Curiosity is thriving across the UK: the Science Museum Group saw a surge in visitors last year to its museums in Bradford, Manchester, York, Shildon and London, with the Science Museum recording its highest recorded attendances in its 107-year history.

This news that more than five and a half million people wanted to find out where the great scientific adventure is taking us would, I feel certain, have pleased Marie Curie, who won her two Nobel Prizes in the years just before and after the Science Museum's creation in 1909. She understood both the vital power of science in industry and its beauty as a cultural force, driven by curiosity.

"We should not allow it to be believed that all scientific progress can be reduced to mechanisms, machines, gearings, even though such machinery also has its beauty," she explained. "Neither do I believe that the spirit of adventure runs any risk of disappearing in our world. If I see anything vital around me, it is precisely that spirit of adventure, which seems indestructible and is akin to curiosity."

That our museums enjoyed around 5.55million visits in 2015/16 is testament not only to people's enduring fascination with the history of human ingenuity but also to the creativity of the people who work with me. In Bradford, Light Fantastic delivered a compelling new take on physics as part of the National Media Museum's sharpened focus on the science of image and sound, as audience numbers soared by 11 per cent.

At the Science Museum, the critically-acclaimed Cosmonauts: Birth of the Space Age was the undoubted highlight of a year that saw a record 3,419,000 attendances. This included unprecedented school visits, with 390,000 young people visiting in an educational group, a new record for UK museums. A further 84,000 people attended shows or workshops at schools, festivals and science fairs as the outreach team took our mission to inspire the next generation of scientists and engineers on the road, here and abroad.

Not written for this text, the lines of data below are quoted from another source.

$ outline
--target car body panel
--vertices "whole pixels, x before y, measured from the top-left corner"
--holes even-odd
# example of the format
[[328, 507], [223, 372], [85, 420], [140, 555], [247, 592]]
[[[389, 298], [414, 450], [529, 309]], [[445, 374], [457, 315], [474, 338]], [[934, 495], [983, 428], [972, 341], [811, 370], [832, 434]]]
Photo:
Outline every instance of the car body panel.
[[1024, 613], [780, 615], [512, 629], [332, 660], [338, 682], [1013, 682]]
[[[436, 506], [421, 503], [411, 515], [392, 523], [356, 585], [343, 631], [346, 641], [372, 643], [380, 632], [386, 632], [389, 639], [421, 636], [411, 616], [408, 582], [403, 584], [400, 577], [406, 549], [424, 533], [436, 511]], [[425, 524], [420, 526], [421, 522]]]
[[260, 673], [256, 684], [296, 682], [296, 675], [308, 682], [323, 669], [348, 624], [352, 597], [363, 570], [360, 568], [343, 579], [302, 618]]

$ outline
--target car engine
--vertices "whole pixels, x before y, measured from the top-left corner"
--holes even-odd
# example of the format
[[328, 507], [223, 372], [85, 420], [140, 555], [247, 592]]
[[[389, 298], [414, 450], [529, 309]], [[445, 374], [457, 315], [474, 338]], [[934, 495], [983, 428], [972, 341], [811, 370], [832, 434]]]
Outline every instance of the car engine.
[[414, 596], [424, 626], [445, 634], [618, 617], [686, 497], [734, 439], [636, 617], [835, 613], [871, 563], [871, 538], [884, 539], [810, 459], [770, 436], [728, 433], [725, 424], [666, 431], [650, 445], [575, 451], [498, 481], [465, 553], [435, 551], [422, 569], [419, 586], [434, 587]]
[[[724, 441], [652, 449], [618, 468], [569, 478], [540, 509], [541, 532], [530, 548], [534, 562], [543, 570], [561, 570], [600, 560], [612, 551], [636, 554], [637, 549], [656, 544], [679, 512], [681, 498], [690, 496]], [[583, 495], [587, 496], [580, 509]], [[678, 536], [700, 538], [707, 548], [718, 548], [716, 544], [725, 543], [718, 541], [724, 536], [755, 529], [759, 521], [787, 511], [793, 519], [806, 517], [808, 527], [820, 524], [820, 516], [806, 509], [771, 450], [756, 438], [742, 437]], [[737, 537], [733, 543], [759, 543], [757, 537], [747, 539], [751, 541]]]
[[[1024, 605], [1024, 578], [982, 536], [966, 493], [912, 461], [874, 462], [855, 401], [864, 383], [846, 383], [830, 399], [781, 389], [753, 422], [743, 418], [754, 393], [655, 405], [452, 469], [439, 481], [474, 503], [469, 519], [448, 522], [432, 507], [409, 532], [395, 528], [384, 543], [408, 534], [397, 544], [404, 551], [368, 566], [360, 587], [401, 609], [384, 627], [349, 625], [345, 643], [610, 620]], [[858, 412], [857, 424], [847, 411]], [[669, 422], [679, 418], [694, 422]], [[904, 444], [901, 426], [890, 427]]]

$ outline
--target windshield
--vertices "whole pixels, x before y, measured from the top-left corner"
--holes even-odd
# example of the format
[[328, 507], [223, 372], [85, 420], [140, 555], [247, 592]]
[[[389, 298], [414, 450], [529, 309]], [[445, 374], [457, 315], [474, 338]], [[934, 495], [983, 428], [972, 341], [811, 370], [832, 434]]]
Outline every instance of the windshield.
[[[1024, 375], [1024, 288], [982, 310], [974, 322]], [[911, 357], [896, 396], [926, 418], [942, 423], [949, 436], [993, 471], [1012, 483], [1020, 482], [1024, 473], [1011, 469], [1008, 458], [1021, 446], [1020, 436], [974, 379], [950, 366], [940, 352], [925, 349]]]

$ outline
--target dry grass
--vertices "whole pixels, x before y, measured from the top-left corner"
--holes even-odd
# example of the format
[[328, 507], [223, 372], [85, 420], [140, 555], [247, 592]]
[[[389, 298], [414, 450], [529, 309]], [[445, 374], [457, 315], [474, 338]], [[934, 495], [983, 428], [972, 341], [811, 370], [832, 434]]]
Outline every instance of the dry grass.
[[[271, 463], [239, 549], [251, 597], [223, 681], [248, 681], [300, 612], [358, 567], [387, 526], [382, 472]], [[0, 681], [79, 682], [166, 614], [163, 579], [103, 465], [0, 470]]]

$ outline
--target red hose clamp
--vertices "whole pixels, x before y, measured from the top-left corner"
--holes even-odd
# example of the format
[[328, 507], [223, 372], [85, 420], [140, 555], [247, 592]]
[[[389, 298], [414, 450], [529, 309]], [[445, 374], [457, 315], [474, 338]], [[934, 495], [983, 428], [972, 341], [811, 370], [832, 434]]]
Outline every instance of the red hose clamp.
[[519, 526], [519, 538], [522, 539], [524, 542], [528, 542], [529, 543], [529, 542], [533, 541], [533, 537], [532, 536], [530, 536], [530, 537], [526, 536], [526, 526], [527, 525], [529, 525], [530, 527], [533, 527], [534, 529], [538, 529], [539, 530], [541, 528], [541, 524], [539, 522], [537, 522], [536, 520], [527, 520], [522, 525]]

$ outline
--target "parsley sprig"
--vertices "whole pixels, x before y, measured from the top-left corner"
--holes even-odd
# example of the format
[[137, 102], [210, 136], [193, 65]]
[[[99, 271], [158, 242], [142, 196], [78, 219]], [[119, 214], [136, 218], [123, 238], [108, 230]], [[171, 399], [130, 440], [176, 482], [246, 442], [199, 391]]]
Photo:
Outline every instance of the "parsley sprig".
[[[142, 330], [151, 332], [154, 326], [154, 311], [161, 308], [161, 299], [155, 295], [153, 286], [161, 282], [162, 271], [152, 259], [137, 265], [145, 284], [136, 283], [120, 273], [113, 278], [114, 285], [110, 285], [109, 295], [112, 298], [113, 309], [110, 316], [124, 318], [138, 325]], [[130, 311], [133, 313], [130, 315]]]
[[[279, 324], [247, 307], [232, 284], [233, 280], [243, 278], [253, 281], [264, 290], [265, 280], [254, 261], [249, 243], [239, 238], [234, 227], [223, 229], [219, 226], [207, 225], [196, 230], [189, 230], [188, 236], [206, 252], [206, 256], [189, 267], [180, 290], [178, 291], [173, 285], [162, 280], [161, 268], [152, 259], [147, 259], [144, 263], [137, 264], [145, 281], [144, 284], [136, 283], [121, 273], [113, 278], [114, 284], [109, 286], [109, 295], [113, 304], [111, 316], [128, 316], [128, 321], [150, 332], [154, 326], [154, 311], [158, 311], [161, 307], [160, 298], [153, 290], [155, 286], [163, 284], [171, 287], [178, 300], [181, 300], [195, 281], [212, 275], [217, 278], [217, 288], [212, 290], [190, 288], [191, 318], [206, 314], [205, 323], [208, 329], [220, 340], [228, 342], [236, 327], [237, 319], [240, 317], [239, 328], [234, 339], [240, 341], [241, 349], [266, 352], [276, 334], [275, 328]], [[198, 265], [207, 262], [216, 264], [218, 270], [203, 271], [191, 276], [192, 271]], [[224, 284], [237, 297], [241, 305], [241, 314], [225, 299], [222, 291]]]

At the National Railway Museum's Shildon site the audience was up by almost a third, while in York floods could not keep the crowds at bay in a year that culminated in the triumphant return of Flying Scotsman. The ever popular Manchester Science Festival contributed to record visitor figures of 707,000 for the Museum of Science and Industry, a rise of 4.1% on the previous year.

Sir Venki Ramakrishnan, President of the Royal Society, the world's oldest learned body, remarked that these excellent audiences across the group "show that the popularity of science is increasing all the time". He added, "it shows the public has a real appetite for knowledge and innovation, which bodes well for culture and the economy."

I believe this sentiment is critical to understanding the true value of the Science Museum Group; a vital part of Britain's cultural landscape and a catalyst to fire the imagination of tomorrow's innovators when the UK faces a real science and engineering skills gap. Nearly 1.8million under 16s and well over half a million 16- to 24-year-olds visit our sites every year, and my fervent hope is that among them will be future engineers and scientists, including more Newtons and Curies.

Curie knew only too well why we have to nurture scientific curiosity: "When radium was discovered no one knew that it would prove useful in hospitals. The work was one of pure science. And this is a proof that scientific work must not be considered from the point of view of the direct usefulness of it. It must be done for itself, for the beauty of science, and then there is always the chance that a scientific discovery may become like the radium a benefit for humanity."